Teaching the Arts in the Primary Curriculum
- Susan Ogier - University of Roehampton, UK
- Suzy Tutchell - University of Reading, Reading, UK
Exploring the Primary Curriculum
Learning in the arts does not fit in with simple, conventional methodologies for teaching and assessing in the traditional sense, but it has an immense power to transform children’s understanding of the world around them, and their lives. Many jobs, currently and of the future, will demand the skills that learning in the arts will develop.
This book brings Arts Education sharply into focus as a meaningful, learning experience for children of pre-school and primary age (3-11 years). It reinforces the potential for the wide range of physical, mental and emotional development, through learning opportunities that engagement in arts practice facilitates.
- Provides insight into how teachers can support children to consider contemporary challenges that face their generation.
- Includes expert voices from the world of education to demonstrate an expansive, and perhaps surprising, view of where and how the Arts can be found.
- Shows how we can bring the arts so easily into our curriculum, and into our classrooms.
This text has been adopted for the year 2 Foundation Degree students, encouraging students to utilise arts education across the curriculum. The reflection boxes enable students to consider their working practice, as well as the sections on ‘theory focus’ and case studies. Clear links to teaching standards to enable students who are progressing onto teacher training programmes to explore key content.
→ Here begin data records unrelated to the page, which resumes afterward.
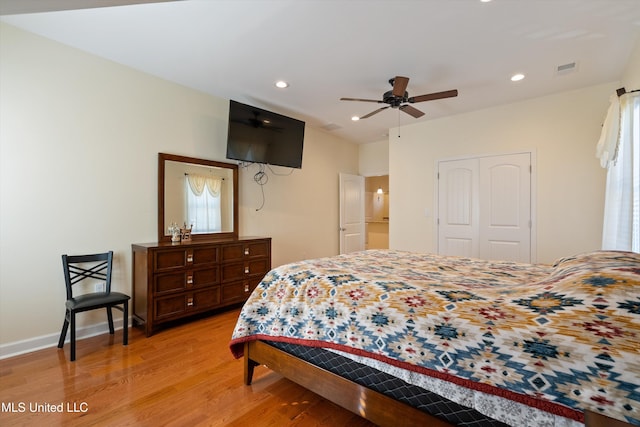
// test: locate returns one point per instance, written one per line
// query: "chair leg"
(63, 333)
(110, 319)
(72, 316)
(125, 324)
This little book provides some wonderful insights into Arts in Education. For students working in Early Education, with younger children, the book highlights the value and importance of Arts Education in supporting emerging concepts. Exploring Art as a way of learning in all areas of the curriculum, the book engages with Storytelling to support Language and communication, music, dance and highlighting links between science and arts exploring emergent concepts that are closer than we would imagine in our daily lives.